65 Dari senyawa penyusun serat kasar, hanya selulosa, lignin dan silika yang tidak dapat dicerna oleh unggas, sedangkan hemiselulosa masih dapat dihidrolisa oleh kondisi asam di dalam proventikulus dan ampela (Wahju, 1985). Selain itu enzim pankreas asteslase yang disekresikan pada duodenum mampu melisiskan serat terlarut (Adri, 1989). Ayam broiler merupakan salah satu ternak yang mengalami kesulitan untuk mencerna serat karena dalam pencernaannya tidak terdapat mikroba yang dapat membantu menguraikan lignin seperti pada pencernaan ruminansia. Oleh karena itu, banyak sebagian peternak ayam memberikan asupan probiotik untuk membantu pencernaannya. Winugroho et al. (1983) menjelaskan kandungan serat kasar yang tinggi akan menghambat gerak laju digesta di dalam saluran pencernaan. Oleh karena itu tingginya kecernaan serat pada P3 ini diiringi rendahnya kecernaan yang lain. Pemberian pakan pada ternak perlu mempertimbangkan komposisi nutrisi penyusun energi yang terimpan pada ransum, dan pengaruh terhadap perbandingan nutrien lainnya sehingga pakan dalam ransum lebih efektif dan efisien. Penyusunan kadar nutrisi pakan dalam ransum harus disusun berdasarkan sistem dan sifat-sifat fisiologi pencernaan ayam.
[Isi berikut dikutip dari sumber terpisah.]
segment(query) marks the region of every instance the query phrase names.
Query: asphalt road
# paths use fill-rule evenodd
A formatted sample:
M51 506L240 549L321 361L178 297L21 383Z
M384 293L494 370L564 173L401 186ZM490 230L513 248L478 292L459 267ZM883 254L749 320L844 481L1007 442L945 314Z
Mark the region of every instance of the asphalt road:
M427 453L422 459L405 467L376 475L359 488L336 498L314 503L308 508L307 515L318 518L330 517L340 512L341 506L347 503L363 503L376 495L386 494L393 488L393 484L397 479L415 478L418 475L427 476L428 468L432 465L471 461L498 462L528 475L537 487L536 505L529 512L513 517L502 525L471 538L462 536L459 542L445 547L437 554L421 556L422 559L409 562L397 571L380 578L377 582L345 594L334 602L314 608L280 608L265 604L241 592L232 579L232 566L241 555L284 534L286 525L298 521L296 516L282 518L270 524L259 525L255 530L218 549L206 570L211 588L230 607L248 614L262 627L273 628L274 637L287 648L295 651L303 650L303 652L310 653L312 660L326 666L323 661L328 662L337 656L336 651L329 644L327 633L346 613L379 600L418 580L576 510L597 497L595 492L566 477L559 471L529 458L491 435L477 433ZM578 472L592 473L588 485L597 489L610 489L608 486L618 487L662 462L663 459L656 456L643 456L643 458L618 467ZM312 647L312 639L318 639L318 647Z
Semua mahluk di bumi ini mempunyai kadar kemampuannya masing-masing sebagaimana yang tercantum dalam Al-Quran Surat surat Al-Furqaan ayat 2: Artinya: Dan Dia telah menciptakan segala sesuatu, dan Dia menetapkan ukuran-ukurannya dengan serapi-rapinya (Q.S. Al-Furqaan: 2)

66 Setiap makhluk hidup yang diciptakan Allah dimuka bumi ini mempunyai ukuran dan fungsi yang sesuai dengan makhluk tersebut (Al-Jazairi, 2009). Allah menganugerahi semua mahluknyasesuai ukuran dan kadar kemampuannya, sehingga dengan demikian setiap makhluk yang ada di bumi ini mempertahankan jenis dan kelangsungan hidupnya. Maha Suci Allah yang yang menciptakan dan menyempurnakan penciptaan-nya dan menentukan kadar masing-masing dan memberi petunjuk bagi hamba-nya. Seperti yang dijelaskan sebelumnya bahwa untuk pembuatan pakan ayam broiler periode grower yang baik adalah dengan mempertimbangkan kadar persentase masing-masing nutrisi dan pengaruhnya terhadap nutrisi yang lain. Dalam penelitian ini P1 menunjukkan kecernaan yang seimbang atas semua bahan yang terkandung dalam ransum.